Ohio não é mais um estado indeciso. Donald Trump venceu por oito pontos, duas vezes. Tem um governador republicano e, embora os seus senadores estejam divididos entre os partidos, a sua delegação na Câmara dos EUA é composta por 10 republicanos e cinco democratas. Mesmo assim, Ohio acaba de aprovar um referendo sobre o direito ao aborto por uma margem de mais de 13 pontos.

Não há como distorcer esse resultado. Não há como distorcer todos os outros resultados pró-escolha em todos os outros referendos estaduais vermelhos. O movimento pró-vida está num estado de colapso eleitoral e penso conhecer uma razão.

Nos oito anos desde que a chamada Nova Direita surgiu em cena e Trump começou a dominar o panorama republicano, o Partido Republicano tornou-se menos libertário, mas mais libertino, e a libertinagem é, em última análise, incompatível com uma visão de mundo holística pró-vida.

Não estou argumentando que a posição pró-escolha seja inerentemente libertina. Há muitos milhões de americanos – incluindo republicanos pró-escolha – que chegam a esta posição através de um genuíno desacordo filosófico com a ideia de que uma criança por nascer possui o mesmo valor inerente que qualquer outra pessoa. Mas vi a libertinagem republicana com os meus próprios olhos. Eu sei que isso distorce a cultura do Partido Republicano e da América vermelha.

A diferença entre libertarianismo e libertinismo pode ser resumida como a diferença entre direitos e desejos. Um libertário está preocupado com a sua própria liberdade, mas também sabe que esta liberdade termina onde a sua começa. Toda a filosofia do libertarianismo depende de um reconhecimento saudável da dignidade humana. Um libertarianismo saudável ainda pode ser individualista, mas também está profundamente preocupado tanto com a virtude pessoal quanto com os direitos dos outros. Nem todos os libertários são pró-vida, mas um libertário pró-vida reconhecerá a humanidade e a dignidade da mãe e do filho.
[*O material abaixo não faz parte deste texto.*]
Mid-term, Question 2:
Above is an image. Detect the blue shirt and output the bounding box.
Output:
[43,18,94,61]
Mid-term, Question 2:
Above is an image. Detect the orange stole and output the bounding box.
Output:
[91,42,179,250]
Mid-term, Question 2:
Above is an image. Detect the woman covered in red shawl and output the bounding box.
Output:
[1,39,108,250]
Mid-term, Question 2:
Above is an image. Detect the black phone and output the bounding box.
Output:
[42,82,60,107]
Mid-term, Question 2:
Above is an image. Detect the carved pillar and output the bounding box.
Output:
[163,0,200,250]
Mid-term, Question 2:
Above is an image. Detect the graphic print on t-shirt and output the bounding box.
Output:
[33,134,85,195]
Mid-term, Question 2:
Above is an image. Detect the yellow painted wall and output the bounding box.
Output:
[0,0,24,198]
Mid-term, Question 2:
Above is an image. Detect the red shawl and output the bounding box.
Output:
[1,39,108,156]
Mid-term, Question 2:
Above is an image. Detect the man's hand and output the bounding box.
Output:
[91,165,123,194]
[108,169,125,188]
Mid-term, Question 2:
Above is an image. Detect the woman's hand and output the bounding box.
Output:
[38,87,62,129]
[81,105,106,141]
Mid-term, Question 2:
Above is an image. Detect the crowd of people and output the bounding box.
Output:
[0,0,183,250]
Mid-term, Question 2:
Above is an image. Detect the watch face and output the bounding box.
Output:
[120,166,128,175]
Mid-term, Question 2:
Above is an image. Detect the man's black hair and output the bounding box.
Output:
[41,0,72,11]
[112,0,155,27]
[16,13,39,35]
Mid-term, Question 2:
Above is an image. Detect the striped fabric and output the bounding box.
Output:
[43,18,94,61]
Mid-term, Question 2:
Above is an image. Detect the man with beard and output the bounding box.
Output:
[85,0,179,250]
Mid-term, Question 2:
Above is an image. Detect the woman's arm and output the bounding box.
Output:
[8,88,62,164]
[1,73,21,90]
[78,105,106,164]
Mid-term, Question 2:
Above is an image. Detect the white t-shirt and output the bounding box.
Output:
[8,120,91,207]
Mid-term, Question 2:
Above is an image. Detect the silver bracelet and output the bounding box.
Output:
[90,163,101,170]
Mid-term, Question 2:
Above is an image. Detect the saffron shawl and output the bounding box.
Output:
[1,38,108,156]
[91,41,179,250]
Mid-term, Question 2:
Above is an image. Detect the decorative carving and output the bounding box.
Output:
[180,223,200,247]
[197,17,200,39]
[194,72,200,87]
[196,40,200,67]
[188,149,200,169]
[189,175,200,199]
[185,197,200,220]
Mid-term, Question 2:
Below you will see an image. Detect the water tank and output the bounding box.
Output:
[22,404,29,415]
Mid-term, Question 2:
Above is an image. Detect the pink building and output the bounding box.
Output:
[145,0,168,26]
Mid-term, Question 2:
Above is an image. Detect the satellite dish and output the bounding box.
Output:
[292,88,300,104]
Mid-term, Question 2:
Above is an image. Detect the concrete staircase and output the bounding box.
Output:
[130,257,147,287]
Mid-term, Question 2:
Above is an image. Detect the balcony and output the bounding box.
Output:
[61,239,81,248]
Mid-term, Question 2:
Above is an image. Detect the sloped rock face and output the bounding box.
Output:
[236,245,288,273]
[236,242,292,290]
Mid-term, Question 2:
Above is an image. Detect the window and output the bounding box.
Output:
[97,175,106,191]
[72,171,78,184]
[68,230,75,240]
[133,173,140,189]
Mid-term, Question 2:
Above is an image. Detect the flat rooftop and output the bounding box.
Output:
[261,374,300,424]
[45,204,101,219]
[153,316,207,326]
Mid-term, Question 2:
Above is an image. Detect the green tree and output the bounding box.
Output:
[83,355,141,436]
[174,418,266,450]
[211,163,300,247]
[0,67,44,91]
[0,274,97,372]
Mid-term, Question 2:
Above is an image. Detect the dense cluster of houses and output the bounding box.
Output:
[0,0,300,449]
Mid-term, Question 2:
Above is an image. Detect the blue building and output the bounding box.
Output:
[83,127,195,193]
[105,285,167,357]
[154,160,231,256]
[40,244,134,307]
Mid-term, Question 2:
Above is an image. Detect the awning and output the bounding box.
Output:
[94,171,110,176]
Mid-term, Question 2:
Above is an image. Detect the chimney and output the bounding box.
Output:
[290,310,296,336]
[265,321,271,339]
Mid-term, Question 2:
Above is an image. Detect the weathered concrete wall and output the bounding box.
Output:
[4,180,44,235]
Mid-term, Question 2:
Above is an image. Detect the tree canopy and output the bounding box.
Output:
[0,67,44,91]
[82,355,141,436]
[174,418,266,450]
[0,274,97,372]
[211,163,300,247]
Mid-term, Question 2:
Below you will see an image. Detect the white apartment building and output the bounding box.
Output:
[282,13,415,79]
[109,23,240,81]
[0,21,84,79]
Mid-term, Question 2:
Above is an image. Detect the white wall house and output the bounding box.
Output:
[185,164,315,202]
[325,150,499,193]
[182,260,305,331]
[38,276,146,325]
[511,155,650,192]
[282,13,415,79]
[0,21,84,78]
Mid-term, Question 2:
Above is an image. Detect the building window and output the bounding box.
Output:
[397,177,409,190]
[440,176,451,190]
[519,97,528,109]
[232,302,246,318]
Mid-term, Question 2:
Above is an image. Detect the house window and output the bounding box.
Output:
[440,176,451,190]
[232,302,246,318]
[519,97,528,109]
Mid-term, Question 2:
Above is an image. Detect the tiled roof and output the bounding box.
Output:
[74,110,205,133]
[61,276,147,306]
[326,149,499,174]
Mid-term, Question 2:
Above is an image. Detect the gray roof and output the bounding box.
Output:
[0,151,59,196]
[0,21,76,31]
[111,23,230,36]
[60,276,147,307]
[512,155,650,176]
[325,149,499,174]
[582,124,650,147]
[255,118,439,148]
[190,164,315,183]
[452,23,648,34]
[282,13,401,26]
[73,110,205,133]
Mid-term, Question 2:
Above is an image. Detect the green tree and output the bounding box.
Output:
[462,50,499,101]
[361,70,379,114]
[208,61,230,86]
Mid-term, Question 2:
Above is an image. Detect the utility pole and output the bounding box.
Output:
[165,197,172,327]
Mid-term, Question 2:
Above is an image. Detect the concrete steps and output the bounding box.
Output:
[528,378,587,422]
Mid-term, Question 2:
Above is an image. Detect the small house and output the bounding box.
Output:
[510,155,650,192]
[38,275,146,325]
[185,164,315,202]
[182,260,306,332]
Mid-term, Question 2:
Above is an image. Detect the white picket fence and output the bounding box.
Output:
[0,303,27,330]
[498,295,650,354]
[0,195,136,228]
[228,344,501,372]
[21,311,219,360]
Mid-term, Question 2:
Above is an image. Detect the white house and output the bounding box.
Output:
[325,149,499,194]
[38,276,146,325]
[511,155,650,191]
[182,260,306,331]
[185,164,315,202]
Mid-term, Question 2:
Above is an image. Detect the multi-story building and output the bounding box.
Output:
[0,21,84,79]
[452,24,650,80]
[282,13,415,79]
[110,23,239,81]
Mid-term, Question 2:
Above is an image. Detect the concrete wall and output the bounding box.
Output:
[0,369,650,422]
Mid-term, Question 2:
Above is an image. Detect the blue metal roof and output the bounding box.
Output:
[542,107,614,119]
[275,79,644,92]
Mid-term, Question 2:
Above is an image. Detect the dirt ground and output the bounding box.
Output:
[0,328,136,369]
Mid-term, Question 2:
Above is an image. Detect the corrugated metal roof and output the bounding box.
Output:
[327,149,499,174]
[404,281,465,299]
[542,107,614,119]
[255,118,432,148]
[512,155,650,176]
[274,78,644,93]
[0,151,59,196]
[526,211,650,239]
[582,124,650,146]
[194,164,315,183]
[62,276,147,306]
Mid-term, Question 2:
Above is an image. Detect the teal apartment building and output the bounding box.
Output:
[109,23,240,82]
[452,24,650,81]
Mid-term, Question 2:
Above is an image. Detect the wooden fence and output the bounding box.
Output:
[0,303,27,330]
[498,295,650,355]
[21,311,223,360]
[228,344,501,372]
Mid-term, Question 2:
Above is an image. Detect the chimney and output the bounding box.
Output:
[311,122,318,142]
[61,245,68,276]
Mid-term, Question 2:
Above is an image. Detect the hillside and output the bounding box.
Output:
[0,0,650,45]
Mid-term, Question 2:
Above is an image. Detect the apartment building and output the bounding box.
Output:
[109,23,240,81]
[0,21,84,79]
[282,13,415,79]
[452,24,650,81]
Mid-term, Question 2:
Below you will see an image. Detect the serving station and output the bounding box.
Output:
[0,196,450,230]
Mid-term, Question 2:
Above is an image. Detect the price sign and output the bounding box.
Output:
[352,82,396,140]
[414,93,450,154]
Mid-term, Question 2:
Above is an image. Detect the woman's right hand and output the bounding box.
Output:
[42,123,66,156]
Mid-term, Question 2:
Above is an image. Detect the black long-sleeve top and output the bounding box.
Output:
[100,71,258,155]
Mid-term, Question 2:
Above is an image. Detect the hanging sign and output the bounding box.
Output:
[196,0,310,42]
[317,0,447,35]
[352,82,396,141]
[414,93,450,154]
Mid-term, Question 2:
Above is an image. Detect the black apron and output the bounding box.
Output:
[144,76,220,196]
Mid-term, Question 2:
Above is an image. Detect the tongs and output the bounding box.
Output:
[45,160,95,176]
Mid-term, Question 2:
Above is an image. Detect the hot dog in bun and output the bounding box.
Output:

Um libertino, pelo contrário, é dominado pelos seus desejos. O objetivo da sua vida é fazer o que ele quer, e o objetivo da política é dar-lhe o que ele quer. Um libertário está preocupado com todas as formas de coerção estatal. Um libertino rejeita qualquer tentativa de coagi-lo pessoalmente, mas fica feliz em coagir outros se isso lhe der o que deseja.

Donald Trump é o libertino consumado. Ele rejeita restrições aos seus apetites e responsabilidade pelas suas ações. O princípio orientador da sua visão de mundo resume-se numa simples declaração: eu faço o que quero. Qualquer movimento construído à sua imagem também será libertino.

O movimento de Trump rejeita o valor do carácter pessoal. Isso zomba da restrição pessoal. E fica feliz em impor sua vontade aos outros se conseguir o que deseja. O libertarianismo diz que os seus direitos são mais importantes do que os meus desejos. O libertinismo diz que os meus desejos são mais importantes do que os seus direitos, e isso significa que os libertinos são péssimos embaixadores de qualquer causa que exija auto-sacrifício.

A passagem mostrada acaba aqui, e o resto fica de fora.